By contrast, the Ghanaian May 9th tragedy has been commemorated every year and is still largely funded by Ghanaian businessman Herbert Mensah, who was the chairman of the away team, Asante Kotoko, on that tragic day. The big man (a Saracens rugby player in his day and today in charge of Ghana rugby) remains traumatised by the memory of carrying what had felt like an endless procession of lifeless bodies – people who suffocated against a locked exit gate in the crush of tear-gas panic.
Mensah has kept in touch with the families of the Ghanaian victims, even supporting them financially through fundraising and his own pocket, and religiously making the walk to the stadium with them every year on May 9.

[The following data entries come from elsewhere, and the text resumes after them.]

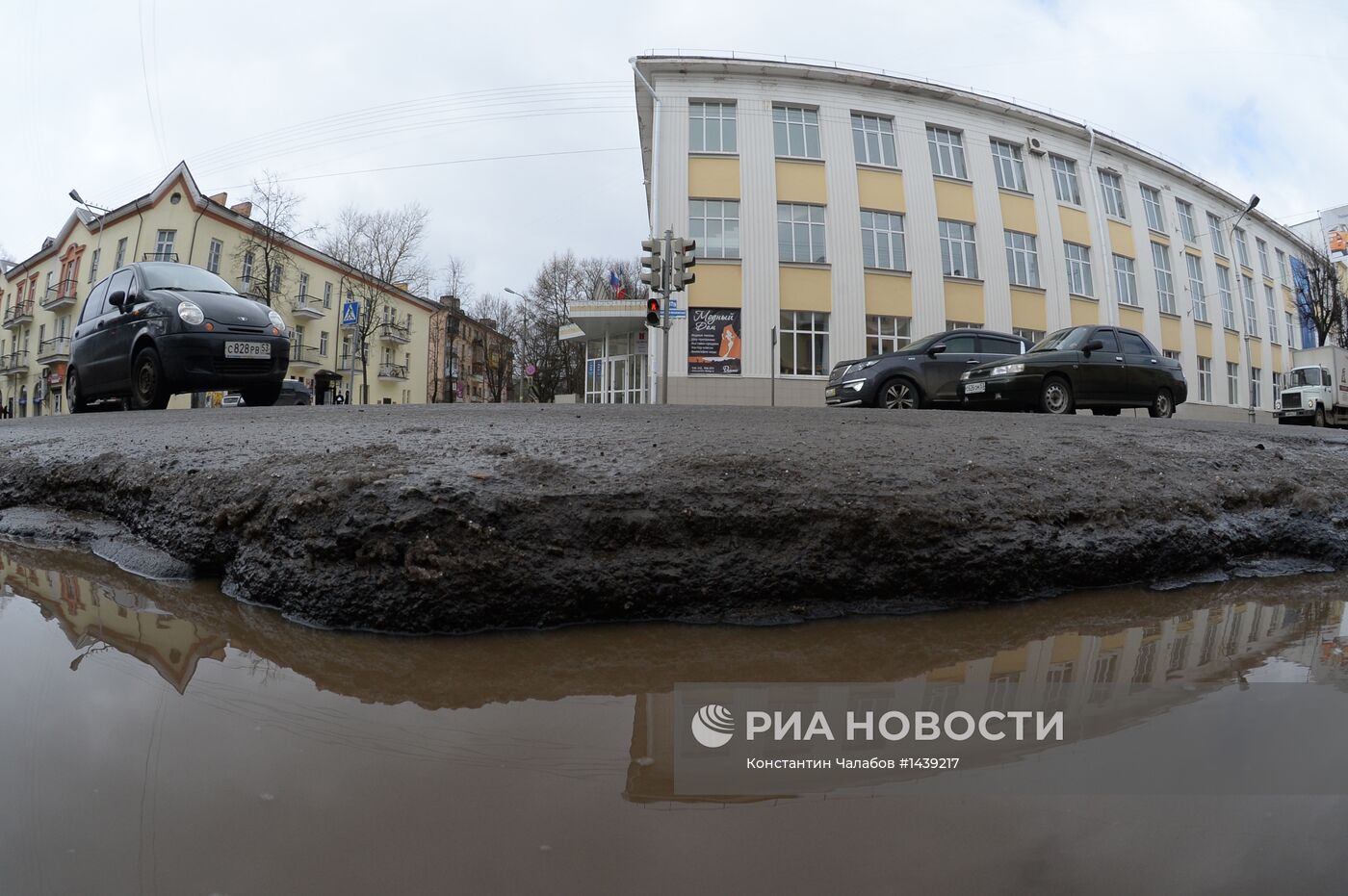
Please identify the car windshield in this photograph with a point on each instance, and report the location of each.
(1061, 340)
(182, 276)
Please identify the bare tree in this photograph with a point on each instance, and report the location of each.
(380, 251)
(266, 255)
(1320, 296)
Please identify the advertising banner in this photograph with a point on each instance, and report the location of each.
(713, 341)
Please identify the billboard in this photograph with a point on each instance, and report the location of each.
(713, 341)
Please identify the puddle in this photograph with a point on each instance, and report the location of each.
(161, 737)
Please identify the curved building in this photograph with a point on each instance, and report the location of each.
(853, 212)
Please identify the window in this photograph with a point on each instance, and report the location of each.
(1126, 278)
(872, 138)
(1022, 259)
(1229, 312)
(1065, 179)
(711, 127)
(799, 232)
(1165, 280)
(1111, 192)
(164, 245)
(1247, 289)
(1219, 244)
(805, 344)
(886, 333)
(795, 132)
(716, 226)
(1242, 246)
(1196, 296)
(959, 256)
(1006, 159)
(1078, 269)
(882, 242)
(946, 152)
(1186, 226)
(1152, 205)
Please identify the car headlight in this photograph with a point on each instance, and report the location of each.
(191, 313)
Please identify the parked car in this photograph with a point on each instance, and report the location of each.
(154, 329)
(1102, 368)
(922, 373)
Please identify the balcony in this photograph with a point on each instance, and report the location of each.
(54, 349)
(13, 363)
(303, 356)
(19, 314)
(305, 306)
(395, 333)
(61, 295)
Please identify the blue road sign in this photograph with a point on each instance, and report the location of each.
(350, 313)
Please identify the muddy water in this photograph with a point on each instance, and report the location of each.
(162, 738)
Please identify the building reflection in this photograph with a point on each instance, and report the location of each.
(97, 616)
(1102, 682)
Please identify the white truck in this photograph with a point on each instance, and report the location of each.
(1316, 391)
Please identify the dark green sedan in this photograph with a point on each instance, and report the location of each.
(1098, 368)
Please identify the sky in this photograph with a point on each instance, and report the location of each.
(514, 123)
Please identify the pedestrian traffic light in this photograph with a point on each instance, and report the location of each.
(683, 260)
(651, 266)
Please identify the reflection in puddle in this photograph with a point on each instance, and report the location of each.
(428, 757)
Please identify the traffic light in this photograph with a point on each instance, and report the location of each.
(651, 266)
(683, 260)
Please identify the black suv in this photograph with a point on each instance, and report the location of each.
(158, 327)
(920, 374)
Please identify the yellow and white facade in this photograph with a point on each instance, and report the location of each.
(868, 211)
(42, 295)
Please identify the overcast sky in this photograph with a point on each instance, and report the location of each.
(105, 96)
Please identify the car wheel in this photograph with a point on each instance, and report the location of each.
(899, 394)
(74, 395)
(1162, 406)
(148, 384)
(262, 395)
(1055, 397)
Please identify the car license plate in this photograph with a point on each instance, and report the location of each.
(246, 349)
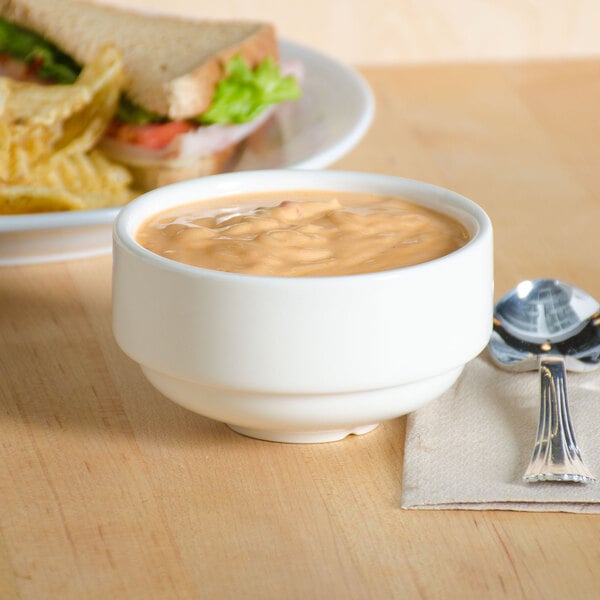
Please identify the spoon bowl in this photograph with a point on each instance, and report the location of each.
(552, 326)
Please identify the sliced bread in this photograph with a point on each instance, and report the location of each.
(172, 65)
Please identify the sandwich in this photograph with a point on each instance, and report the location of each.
(193, 90)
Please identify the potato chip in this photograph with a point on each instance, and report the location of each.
(70, 118)
(69, 182)
(47, 136)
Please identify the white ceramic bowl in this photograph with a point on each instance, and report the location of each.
(307, 359)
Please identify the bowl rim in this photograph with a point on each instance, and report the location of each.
(129, 218)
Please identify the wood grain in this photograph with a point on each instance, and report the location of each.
(109, 490)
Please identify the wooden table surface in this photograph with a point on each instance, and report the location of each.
(110, 491)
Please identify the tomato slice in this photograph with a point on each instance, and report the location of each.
(153, 136)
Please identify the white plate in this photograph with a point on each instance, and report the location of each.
(333, 114)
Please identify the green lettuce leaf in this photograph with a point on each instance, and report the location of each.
(244, 94)
(31, 48)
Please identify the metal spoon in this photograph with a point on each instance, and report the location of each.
(549, 325)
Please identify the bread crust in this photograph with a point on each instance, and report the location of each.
(171, 64)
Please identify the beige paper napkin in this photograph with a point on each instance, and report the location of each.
(469, 448)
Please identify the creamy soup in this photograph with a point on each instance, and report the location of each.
(296, 234)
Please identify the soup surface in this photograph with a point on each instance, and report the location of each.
(302, 234)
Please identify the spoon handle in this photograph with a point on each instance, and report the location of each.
(555, 456)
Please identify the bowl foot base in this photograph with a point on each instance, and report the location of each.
(303, 437)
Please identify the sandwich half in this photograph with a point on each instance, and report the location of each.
(194, 89)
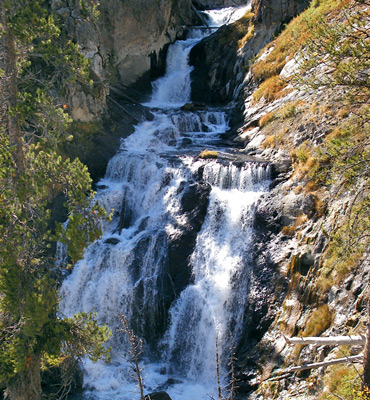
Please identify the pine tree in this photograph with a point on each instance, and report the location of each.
(32, 174)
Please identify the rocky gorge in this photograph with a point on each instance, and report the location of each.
(294, 287)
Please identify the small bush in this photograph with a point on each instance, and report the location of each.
(266, 119)
(342, 382)
(274, 140)
(320, 320)
(271, 89)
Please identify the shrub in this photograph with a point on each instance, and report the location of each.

At Ellis Park, there isn’t even a commemorative plaque. But in Kumasi, there is a big statue, much like the tribute offered by Liverpool for the Hillsborough Disaster of 1989. Last month, inquests finally found that the 96 UK football fans had been “unlawfully killed” by police in an act of mass manslaughter. It finally offered closure and a sense of justice to families who’d been lied to for years. It’s something that South African families may never get.
Zulu says, “After Ellis Park, nobody was held accountable for what happened. I think harsher consequences would have been justified. But a lot of time has passed now and I’ve made peace with it.”
That he lost both parents was coincidence piled on bad luck. “My mother was a Chiefs fan. My dad was just there to support her. He was a Sundowns fan himself.” Zulu says he’s a Bucs supporter himself, but he’ll never be able to bring himself to enter any stadium to watch a Soweto derby.
He had to be raised by his grandparents in the Duduza township on the East Rand and now hopes to enter the diplomatic service, with his big dream to work at the United Nations in New York. He’s a son any parent would be proud of.
The other South African who made the trip to Ghana, Tshetlo, saw her dad for the last time during the school holidays in 2001. She was raised by her “selfless mother”, to whom she pays endless tribute, and today she’s a producer at a radio station in Joburg.
She says the trip to Accra and Kumasi (where they met the king of the Ashanti in his palace and even wished him happy birthday) was a “wonderful, humbling and eye-opening experience”.
She says, “Mr Mensah has played an important role in the lives of the May 9th families as a provider and support structure for the families. I think, though, the most important role he has played is that of a father figure, something I haven’t had for 15 years.
“What I loved about the entire experience and, with the many activities that took place, was that it was about remembering and celebrating the lives of our loved ones – something I think we’ve never really gotten the chance to do in our own time and country.”
Though both Zulu and Tshetlo think there’s a lot South Africa can learn about how to honour the dead, Zulu says “it would be too little, too late now”.
At least, thanks to this Ghana trip, he finally met at least one other person affected by the Ellis Park tragedy and they will probably stay in touch now and comfort each other every April 11 from now on.
“I didn’t even know Mmakgomo and I don’t live that far from one another.”